Thermodynamic limits of adsorption heat pumps: A facile method of comparing adsorption pairs

Abstract

Adsorption heat pumps (AHPs) transform a small quantity of input thermal energy into a greater quantity of lower temperature thermal energy. This transformation enables more efficient usage of thermal energy, reducing primary energy consumption and greenhouse emissions. In this paper, the theoretical thermodynamic limits of the AHP cycle are explored by deriving the ideal adsorption isotherm behavior as a function of operating conditions. An idealized AHP using adsorbents with step-like isotherms is evaluated for space heating.

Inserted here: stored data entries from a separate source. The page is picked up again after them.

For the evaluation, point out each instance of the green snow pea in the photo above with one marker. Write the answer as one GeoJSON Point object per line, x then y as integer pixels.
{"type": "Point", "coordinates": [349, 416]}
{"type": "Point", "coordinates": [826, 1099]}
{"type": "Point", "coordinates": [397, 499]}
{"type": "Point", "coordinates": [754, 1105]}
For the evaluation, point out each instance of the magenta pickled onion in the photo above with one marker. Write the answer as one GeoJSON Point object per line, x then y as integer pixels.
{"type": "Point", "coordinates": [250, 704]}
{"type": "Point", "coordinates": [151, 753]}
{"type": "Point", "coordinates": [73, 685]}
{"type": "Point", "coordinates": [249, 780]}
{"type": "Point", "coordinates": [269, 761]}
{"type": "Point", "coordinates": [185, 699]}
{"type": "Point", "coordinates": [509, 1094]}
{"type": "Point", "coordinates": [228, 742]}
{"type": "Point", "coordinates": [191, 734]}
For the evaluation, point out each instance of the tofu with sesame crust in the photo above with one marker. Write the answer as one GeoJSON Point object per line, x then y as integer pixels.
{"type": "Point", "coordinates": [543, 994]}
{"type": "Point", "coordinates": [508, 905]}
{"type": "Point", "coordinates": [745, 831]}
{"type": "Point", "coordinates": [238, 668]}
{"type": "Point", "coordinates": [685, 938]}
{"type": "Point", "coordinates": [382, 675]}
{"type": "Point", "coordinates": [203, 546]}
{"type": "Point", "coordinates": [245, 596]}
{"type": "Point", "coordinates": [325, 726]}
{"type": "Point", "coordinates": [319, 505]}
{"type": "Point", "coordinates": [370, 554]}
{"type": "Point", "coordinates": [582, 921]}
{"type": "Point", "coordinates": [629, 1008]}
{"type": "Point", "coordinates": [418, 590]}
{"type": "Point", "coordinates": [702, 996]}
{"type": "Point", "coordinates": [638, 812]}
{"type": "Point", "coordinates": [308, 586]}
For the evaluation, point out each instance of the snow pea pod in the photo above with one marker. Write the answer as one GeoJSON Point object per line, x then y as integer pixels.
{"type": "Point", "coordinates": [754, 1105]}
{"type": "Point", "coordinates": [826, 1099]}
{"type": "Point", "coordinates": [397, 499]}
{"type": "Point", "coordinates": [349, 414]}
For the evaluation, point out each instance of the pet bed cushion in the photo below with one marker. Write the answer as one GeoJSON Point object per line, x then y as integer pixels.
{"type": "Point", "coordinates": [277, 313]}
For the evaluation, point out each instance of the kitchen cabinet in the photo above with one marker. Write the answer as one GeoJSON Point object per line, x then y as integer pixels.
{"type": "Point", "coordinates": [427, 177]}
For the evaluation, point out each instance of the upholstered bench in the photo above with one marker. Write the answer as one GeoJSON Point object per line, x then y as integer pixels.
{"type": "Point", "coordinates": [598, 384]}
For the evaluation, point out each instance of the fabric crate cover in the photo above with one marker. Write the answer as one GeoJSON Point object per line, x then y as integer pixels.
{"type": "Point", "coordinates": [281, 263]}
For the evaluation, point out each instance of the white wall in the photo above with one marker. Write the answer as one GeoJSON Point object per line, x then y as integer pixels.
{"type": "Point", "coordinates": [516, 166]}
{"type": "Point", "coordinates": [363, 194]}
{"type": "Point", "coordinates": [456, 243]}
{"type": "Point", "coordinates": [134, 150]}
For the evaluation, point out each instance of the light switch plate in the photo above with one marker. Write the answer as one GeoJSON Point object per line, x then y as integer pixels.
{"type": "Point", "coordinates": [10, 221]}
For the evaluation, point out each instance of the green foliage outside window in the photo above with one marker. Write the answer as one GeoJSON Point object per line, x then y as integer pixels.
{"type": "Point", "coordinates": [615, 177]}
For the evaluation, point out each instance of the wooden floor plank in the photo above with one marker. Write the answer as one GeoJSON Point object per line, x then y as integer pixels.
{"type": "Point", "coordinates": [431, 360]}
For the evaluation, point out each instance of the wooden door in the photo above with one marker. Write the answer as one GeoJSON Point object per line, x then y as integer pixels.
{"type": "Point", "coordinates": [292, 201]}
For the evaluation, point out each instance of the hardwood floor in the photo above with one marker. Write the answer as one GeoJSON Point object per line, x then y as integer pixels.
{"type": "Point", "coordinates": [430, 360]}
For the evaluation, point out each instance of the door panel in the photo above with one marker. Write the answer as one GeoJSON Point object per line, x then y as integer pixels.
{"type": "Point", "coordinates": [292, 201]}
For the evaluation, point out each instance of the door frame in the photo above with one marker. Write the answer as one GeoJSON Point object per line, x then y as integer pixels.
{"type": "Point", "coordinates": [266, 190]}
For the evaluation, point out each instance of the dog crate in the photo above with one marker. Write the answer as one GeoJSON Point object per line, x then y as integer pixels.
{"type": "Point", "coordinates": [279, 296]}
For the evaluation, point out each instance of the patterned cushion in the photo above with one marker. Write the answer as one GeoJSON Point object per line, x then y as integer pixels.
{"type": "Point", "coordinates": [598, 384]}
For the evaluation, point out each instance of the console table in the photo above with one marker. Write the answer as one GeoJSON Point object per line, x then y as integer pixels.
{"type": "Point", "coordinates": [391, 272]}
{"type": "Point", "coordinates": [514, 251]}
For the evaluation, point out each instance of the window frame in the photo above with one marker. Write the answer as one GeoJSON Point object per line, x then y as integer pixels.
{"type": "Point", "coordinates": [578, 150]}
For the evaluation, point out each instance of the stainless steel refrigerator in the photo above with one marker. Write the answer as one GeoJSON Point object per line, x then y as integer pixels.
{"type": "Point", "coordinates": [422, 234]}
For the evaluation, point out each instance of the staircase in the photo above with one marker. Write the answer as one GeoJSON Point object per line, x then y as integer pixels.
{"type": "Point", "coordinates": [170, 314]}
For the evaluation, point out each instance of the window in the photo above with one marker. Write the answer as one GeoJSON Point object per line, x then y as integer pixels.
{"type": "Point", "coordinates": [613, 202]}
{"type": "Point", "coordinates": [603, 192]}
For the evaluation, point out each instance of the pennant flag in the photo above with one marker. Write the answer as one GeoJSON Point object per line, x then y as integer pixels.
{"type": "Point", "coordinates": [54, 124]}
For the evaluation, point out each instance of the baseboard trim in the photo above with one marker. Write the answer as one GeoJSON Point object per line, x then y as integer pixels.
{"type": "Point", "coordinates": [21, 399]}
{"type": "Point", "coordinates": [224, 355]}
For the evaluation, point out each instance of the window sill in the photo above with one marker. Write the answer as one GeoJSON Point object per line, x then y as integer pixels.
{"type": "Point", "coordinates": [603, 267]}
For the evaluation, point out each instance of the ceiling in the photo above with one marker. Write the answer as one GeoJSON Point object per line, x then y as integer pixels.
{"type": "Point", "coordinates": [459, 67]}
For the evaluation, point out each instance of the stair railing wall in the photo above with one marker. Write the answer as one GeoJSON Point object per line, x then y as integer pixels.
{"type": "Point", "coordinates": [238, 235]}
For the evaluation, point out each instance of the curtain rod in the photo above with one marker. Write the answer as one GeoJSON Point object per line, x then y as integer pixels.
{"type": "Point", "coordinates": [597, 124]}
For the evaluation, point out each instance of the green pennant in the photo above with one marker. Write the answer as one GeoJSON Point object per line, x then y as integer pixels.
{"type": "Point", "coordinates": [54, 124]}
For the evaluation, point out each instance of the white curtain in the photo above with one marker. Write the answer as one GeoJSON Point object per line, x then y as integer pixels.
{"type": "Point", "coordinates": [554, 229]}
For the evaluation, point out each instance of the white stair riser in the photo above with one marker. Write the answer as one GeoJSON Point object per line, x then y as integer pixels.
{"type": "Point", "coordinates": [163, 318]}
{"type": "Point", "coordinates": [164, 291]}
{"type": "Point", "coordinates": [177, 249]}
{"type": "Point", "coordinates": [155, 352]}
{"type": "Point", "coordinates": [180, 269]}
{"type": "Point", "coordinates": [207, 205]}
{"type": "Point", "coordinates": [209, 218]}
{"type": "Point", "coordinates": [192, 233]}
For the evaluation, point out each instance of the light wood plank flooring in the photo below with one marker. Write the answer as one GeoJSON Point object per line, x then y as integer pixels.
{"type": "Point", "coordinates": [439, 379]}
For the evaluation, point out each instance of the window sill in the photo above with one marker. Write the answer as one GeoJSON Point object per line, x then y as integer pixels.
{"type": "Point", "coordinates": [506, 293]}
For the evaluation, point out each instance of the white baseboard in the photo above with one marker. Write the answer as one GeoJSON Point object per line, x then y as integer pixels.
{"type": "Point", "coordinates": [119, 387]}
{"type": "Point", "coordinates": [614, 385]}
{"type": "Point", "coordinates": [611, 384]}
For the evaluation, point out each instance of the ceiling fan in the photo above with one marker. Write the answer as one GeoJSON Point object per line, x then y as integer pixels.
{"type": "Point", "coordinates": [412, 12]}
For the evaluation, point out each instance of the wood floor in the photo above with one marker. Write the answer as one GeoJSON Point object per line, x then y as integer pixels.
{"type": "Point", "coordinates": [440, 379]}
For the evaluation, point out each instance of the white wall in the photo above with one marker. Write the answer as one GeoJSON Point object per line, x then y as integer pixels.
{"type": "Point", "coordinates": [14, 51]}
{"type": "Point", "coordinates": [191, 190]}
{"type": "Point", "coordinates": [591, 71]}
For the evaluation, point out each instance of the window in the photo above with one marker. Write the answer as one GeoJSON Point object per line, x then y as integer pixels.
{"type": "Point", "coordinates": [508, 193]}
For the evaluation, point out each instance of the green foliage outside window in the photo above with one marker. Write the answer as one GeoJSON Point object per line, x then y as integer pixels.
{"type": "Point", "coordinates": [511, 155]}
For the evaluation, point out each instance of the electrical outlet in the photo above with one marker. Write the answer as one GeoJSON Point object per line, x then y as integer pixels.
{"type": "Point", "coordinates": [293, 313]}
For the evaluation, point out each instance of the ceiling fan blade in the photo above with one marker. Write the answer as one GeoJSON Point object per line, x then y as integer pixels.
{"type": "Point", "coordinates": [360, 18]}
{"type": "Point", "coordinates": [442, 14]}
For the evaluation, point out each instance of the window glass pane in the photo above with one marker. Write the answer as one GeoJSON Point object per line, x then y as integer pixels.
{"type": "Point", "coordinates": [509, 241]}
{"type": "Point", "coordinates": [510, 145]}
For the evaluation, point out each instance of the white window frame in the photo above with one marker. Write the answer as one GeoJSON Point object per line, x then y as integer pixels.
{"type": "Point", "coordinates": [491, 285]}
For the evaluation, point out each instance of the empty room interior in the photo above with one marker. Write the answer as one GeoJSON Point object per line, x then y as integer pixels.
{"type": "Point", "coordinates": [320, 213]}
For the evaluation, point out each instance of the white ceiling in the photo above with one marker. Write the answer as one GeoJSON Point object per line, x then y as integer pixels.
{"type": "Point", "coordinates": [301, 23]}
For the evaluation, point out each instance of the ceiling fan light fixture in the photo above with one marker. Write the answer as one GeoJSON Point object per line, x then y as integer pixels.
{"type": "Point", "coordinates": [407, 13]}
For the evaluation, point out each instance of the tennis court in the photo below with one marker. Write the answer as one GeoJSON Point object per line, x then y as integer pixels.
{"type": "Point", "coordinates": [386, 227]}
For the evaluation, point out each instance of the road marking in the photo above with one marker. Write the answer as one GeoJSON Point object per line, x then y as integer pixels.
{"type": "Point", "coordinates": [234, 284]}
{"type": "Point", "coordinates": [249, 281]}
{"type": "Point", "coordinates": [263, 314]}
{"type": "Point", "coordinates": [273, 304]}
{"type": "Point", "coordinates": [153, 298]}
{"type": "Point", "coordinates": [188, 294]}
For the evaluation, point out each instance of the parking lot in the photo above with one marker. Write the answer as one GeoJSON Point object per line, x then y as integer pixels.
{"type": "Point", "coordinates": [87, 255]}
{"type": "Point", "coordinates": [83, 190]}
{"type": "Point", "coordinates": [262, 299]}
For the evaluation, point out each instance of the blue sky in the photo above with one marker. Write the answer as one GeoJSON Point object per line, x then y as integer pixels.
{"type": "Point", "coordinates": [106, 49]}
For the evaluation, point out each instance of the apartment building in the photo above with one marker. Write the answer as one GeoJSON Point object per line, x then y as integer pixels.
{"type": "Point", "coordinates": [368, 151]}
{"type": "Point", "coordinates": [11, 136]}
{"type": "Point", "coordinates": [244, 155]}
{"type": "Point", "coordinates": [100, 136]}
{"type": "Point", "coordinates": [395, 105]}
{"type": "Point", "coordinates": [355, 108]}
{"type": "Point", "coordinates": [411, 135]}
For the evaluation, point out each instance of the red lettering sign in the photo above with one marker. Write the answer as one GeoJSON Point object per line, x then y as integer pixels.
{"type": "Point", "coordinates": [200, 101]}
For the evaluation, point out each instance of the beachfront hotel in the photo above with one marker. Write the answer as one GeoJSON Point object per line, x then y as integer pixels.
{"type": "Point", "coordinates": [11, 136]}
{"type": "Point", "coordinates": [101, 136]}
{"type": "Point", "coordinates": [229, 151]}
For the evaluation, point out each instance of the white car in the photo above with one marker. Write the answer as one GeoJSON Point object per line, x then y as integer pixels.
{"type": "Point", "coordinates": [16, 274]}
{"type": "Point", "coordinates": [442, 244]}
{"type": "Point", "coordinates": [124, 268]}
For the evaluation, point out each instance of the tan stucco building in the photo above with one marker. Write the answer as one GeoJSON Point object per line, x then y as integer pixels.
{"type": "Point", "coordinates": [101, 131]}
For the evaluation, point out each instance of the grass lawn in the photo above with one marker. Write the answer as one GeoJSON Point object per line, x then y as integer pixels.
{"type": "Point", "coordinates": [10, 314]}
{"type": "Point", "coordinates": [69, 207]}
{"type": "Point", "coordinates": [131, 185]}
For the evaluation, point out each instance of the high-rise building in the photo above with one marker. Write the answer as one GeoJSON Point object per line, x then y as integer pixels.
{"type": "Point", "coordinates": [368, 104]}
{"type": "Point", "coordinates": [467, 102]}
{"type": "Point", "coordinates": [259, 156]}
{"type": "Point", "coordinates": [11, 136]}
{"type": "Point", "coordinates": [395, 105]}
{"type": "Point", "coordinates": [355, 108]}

The properties of this idealized adsorbent that govern heating performance are identified as the adsorption step-location and the heat of adsorption. In addition, this analysis is extended to AHPs using non-ideal adsorbents with more and less step-like isotherms (MOF 801 and Zeolite 13X). The maximum coefficient of performance is calculated to be 1.6 for MOF 801 with a regeneration temperature of 76 °C and 1.5 for Zeolite 13X with a regeneration temperature of 120 °C. As this illustrates, more step-like adsorbents enable lower regeneration temperatures, which are particularly useful if a low-grade renewable heat source is available (e.g., solar thermal). This study provides a thermodynamic framework for selecting highly efficient adsorbents for AHPs, and enables facile comparisons of the heating performance of AHPs using non-ideal adsorbents.